Minnesota Health Commissioner Ed Ehlinger must decide by year's end whether to add severe, incurable pain to the list of qualifying conditions for medical marijuana. A state advisory panel recommended last week against such a move, saying there's too little medical research on pot as a pain treatment.
Ehlinger will attend a public input session Tuesday in West St. Paul, where he's expected to hear from many advocates of medical cannabis who say it's their only hope of relief.
Of the 23 states that allow medical cannabis, only Minnesota and four others do not allow it as a pain treatment. State Sen. Scott Dibble said that was the result of a compromise with law enforcement groups, which feared some people would game the system.
The Minneapolis DFLer said the law does allow the state health commissioner to add "intractable pain" to the list of qualifying conditions. And Dibble is urging Commissioner Ehlinger to do so.
"People are suffering, and they might have access to something that can help them, and to create bureaucratic barriers makes no sense to me at all," Dibble said.
Last week, the Health Department said 417 people had sent in written comments on the proposal. Of those, 388 favored putting pain on the list of qualifying conditions.
But a state advisory panel is recommending against allowing patients be qualified just for pain — at least for now.
Daniel Truax, a physician's assistant at a St. Cloud pain clinic and one of eight medical professionals on the panel, said he initially favored including pain as a qualifying condition but later changed his mind.
"There really wasn't a lot of great, compelling evidence that it really was helpful," he said.
But like his colleagues on the panel, Truax acknowledged that marijuana's illegal status hampers medical cannabis research. He said the federal government needs to remove marijuana from the list of Schedule 1 controlled substances — meaning those with no currently accepted medical use — so research can proceed.

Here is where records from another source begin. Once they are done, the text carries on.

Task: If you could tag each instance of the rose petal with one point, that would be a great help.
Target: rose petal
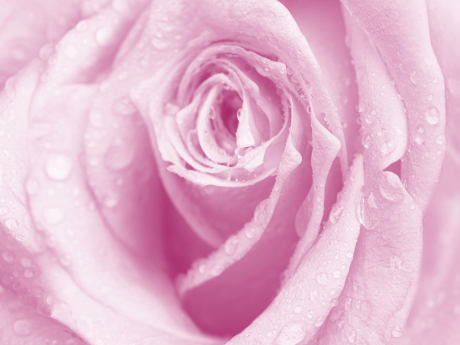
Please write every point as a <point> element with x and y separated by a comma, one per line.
<point>304,301</point>
<point>86,266</point>
<point>377,298</point>
<point>437,306</point>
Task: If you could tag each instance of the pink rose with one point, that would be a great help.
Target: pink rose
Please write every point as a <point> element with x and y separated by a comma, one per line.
<point>240,172</point>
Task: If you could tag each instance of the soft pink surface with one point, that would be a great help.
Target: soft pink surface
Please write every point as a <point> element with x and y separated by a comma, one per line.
<point>241,172</point>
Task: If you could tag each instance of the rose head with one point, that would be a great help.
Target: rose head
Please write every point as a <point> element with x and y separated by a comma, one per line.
<point>229,172</point>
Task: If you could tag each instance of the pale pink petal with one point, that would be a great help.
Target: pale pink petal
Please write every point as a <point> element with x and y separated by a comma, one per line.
<point>377,298</point>
<point>306,299</point>
<point>435,315</point>
<point>27,26</point>
<point>92,283</point>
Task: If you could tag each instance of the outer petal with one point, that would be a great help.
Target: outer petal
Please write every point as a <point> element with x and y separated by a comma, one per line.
<point>26,26</point>
<point>376,300</point>
<point>86,275</point>
<point>436,313</point>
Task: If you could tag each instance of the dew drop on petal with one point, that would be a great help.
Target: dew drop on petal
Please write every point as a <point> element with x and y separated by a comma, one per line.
<point>58,166</point>
<point>335,214</point>
<point>230,245</point>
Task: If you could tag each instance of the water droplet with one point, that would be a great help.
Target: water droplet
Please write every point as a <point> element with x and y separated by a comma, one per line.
<point>124,106</point>
<point>22,327</point>
<point>216,270</point>
<point>384,149</point>
<point>321,278</point>
<point>313,295</point>
<point>230,245</point>
<point>291,334</point>
<point>335,214</point>
<point>12,224</point>
<point>366,141</point>
<point>82,25</point>
<point>439,139</point>
<point>352,337</point>
<point>8,256</point>
<point>365,215</point>
<point>371,201</point>
<point>397,332</point>
<point>104,36</point>
<point>52,216</point>
<point>58,166</point>
<point>432,115</point>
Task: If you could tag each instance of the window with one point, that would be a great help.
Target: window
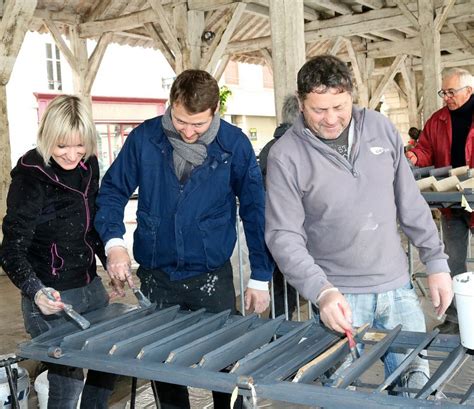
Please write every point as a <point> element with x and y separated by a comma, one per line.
<point>111,137</point>
<point>53,67</point>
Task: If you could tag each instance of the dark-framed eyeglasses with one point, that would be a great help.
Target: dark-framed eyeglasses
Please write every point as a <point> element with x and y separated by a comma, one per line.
<point>449,92</point>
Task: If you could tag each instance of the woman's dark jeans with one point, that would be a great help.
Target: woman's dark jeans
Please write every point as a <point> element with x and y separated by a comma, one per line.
<point>66,383</point>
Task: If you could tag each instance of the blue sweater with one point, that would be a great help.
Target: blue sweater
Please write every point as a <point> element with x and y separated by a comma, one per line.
<point>186,229</point>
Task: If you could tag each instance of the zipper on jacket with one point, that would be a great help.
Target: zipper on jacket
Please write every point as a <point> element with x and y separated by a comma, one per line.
<point>86,205</point>
<point>54,256</point>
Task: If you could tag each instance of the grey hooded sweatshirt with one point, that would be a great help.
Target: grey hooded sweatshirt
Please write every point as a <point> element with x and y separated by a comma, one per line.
<point>333,222</point>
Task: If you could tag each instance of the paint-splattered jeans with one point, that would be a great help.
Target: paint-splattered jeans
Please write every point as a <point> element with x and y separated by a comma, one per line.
<point>386,311</point>
<point>66,383</point>
<point>456,239</point>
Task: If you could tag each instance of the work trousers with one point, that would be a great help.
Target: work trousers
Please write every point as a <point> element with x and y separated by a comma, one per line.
<point>213,291</point>
<point>66,383</point>
<point>385,311</point>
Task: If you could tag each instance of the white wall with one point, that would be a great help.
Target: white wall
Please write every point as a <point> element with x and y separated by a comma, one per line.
<point>124,72</point>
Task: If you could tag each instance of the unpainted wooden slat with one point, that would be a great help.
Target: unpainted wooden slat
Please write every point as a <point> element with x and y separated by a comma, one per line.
<point>260,357</point>
<point>357,368</point>
<point>292,360</point>
<point>443,372</point>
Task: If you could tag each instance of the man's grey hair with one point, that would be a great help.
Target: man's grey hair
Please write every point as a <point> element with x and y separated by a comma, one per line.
<point>465,77</point>
<point>290,109</point>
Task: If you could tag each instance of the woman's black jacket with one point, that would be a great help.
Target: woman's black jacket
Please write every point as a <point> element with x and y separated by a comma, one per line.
<point>48,233</point>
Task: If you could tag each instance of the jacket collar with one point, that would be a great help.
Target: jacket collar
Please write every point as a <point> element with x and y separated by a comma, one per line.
<point>218,148</point>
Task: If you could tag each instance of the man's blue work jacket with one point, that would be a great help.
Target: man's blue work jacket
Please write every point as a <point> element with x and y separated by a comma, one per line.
<point>186,229</point>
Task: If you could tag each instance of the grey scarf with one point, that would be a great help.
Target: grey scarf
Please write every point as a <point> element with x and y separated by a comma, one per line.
<point>187,156</point>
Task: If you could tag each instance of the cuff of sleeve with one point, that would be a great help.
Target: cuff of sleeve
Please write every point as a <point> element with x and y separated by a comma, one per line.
<point>437,266</point>
<point>32,287</point>
<point>116,242</point>
<point>323,292</point>
<point>258,285</point>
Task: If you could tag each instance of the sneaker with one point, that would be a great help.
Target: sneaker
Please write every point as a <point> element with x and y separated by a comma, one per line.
<point>448,327</point>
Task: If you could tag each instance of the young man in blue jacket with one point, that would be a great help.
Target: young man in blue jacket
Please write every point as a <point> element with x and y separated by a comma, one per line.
<point>189,166</point>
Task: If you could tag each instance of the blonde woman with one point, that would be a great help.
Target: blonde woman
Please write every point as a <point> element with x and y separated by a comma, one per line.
<point>49,239</point>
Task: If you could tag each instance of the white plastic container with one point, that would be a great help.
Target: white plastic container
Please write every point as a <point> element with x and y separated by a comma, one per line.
<point>463,286</point>
<point>42,389</point>
<point>23,389</point>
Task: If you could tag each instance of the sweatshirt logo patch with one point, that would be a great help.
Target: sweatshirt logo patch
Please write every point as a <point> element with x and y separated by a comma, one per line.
<point>378,150</point>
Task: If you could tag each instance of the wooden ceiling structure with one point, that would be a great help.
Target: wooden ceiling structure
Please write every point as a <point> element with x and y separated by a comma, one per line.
<point>405,43</point>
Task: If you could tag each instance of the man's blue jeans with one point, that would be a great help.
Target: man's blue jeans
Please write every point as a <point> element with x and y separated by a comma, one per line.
<point>386,311</point>
<point>456,239</point>
<point>66,383</point>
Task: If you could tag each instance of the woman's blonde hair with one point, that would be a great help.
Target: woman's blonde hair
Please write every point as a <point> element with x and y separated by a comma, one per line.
<point>66,116</point>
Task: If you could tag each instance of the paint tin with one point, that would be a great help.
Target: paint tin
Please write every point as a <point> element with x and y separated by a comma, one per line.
<point>463,286</point>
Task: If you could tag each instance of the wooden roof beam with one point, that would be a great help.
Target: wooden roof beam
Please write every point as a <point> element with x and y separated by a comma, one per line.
<point>462,38</point>
<point>169,32</point>
<point>17,15</point>
<point>388,77</point>
<point>407,13</point>
<point>412,45</point>
<point>375,20</point>
<point>161,44</point>
<point>95,59</point>
<point>99,9</point>
<point>59,41</point>
<point>214,54</point>
<point>338,7</point>
<point>442,15</point>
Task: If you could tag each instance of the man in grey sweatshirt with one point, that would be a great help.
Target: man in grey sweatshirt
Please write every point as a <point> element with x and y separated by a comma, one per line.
<point>337,183</point>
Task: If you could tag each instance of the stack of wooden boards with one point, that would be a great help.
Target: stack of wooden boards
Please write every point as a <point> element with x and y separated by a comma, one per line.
<point>457,179</point>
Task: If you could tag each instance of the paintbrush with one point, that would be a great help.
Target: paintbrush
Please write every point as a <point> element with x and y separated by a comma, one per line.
<point>350,338</point>
<point>78,318</point>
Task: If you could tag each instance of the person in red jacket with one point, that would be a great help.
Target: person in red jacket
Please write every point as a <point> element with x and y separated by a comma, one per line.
<point>448,139</point>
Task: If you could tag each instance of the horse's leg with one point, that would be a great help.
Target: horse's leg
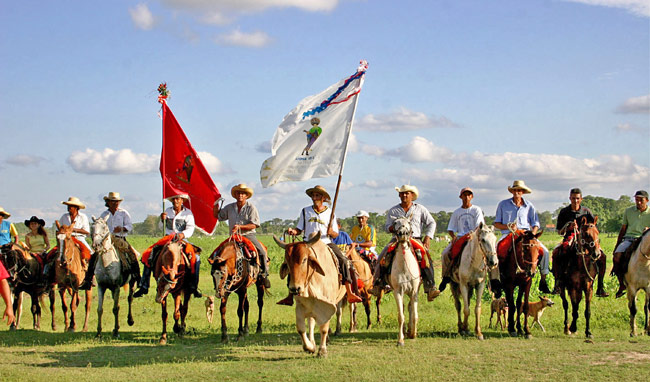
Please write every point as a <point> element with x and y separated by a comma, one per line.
<point>100,309</point>
<point>224,327</point>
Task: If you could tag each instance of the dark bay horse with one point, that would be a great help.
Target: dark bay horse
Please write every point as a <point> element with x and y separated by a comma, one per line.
<point>26,275</point>
<point>578,278</point>
<point>70,269</point>
<point>517,269</point>
<point>169,271</point>
<point>232,271</point>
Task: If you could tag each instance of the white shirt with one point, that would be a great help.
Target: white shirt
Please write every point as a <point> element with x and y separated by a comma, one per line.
<point>464,220</point>
<point>181,223</point>
<point>120,218</point>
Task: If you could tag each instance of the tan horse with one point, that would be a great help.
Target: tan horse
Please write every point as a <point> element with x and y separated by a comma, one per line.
<point>170,273</point>
<point>70,270</point>
<point>638,278</point>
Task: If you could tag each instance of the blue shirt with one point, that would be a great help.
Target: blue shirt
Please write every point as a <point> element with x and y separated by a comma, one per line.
<point>525,216</point>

Adding intractable pain as a qualifying condition would likely give Minnesota's fledgling medical marijuana industry a much-needed boost. Initial expectations when legislators passed the law were that 5,000 people would qualify. But as of Friday, the state Health Department had approved fewer than 700 patients for the cannabis registry.
The public meeting is scheduled from 3 to 6 p.m. Tuesday at the Wentworth Library in West St. Paul.